Окончив в Колесниках семь классов, Леня поехал в город Егорьевск. Была мечта поступить в электротехнический техникум. Но «погорел» на математике. Тогда он быстренько забрал документы и махнул в Тверь. Дескать, город большой и, значит, выбор побогаче. Опять разочарование: оказалось, что в здешних учебных заведениях прием заявлений уже давно прекращен. Не была убрана доска с объявлением о наборе студентов лишь у подъезда сельхозтехникума. На ней красным и синим шрифтом было написано: «Техникум готовит агрономов, зоотехников и ветфельдшеров. Срок обучения…» Леня, приуныв, плетется дальше: «Какой из меня агроном или ветеринар?..» Немного спустя снова возвращается, снова стоит, уставившись на фанерный щит: «Агрономов, зоотехников…»

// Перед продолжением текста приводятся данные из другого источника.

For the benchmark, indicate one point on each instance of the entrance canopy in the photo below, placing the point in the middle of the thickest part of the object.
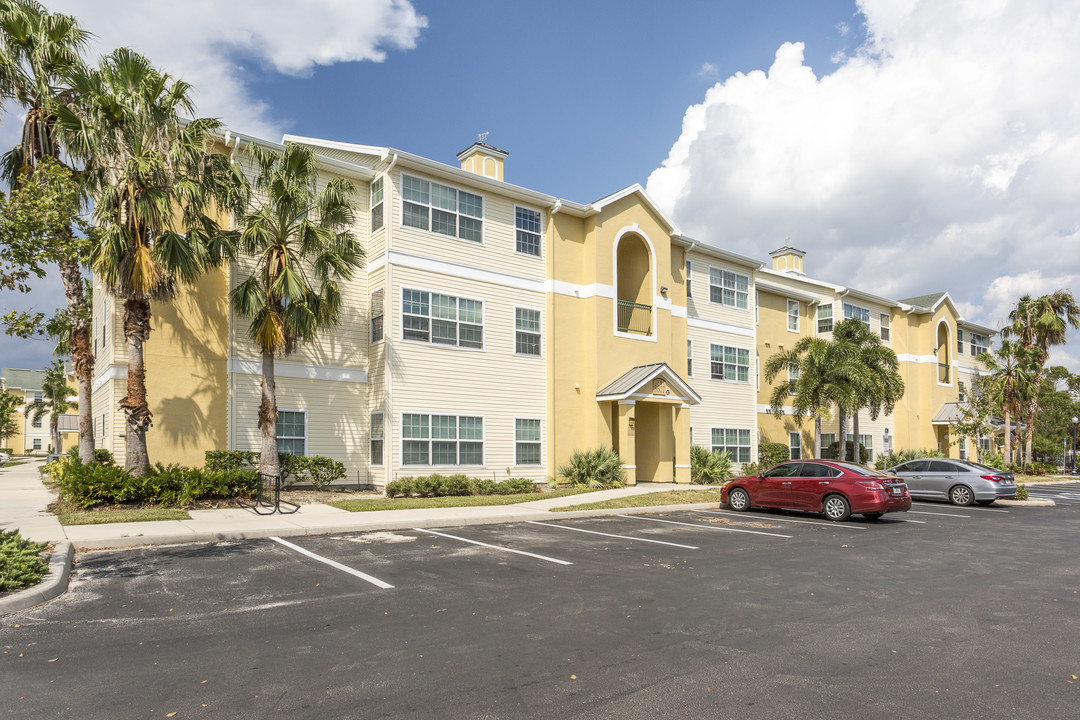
(656, 382)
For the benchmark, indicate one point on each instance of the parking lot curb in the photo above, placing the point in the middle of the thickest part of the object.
(52, 585)
(359, 525)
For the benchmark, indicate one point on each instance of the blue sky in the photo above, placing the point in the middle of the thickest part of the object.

«А если мне в Ленинград податься?» — мелькает в мозгу шальная мысль. Далеко. Денег уйму надо. А у него в кармане одна мелочь, не на что даже домой, в Колесники, доехать. Мать сказала ему: или, мол, учиться поступи, или на работу устройся… «Делать нечего, примут так примут, нет так нет. Попаду в техникум, годик проучусь и летом в Ленинград смотаюсь, не повезет, найду какую-нибудь работенку, подкоплю деньжат и, может, еще нынче зимой выберусь отсюда…»
Как на грех, повезло. На первых порах он учился так себе, словно через силу, потом огляделся, втянулся, а потом… Нет, никуда Леня не смотался. Ни через год, ни через два из техникума не ушел. На втором курсе его выбрали председателем «студенческой коммуны». На третьем отправили на практику в один из восточно-сибирских совхозов. Двадцать пять рублей стипендии плюс половина будущей зарплаты — итого девяносто рублей. Дела пошли на лад. Леня справил себе добротную одежонку и кое-что послал матери.
Тогда же он принял решение после техникума поехать на работу в тот совхоз, в котором проходил практику. Парнишки поизбалованнее все прицеливались устроиться поближе к городу и при случае посмеивались над ним.
Как-то высокий и необыкновенно рыжий однокурсник хмыкнул:
— Прежде в Сибирь в ссылку ссылали, а ты по собственной воле да еще на три года хочешь.
К тому времени характер Лени уже вполне сложился. Был он человеком спокойным, вдумчивым, хладнокровным. Но когда рыжий презрительно сплюнул сквозь зубы, Леня вдруг вспыхнул, подскочил, ткнул пальцем на красный флажок, приколотый к пиджаку рыжего:
— Что написано на этом значке?.. КИМ! А как это расшифровывается?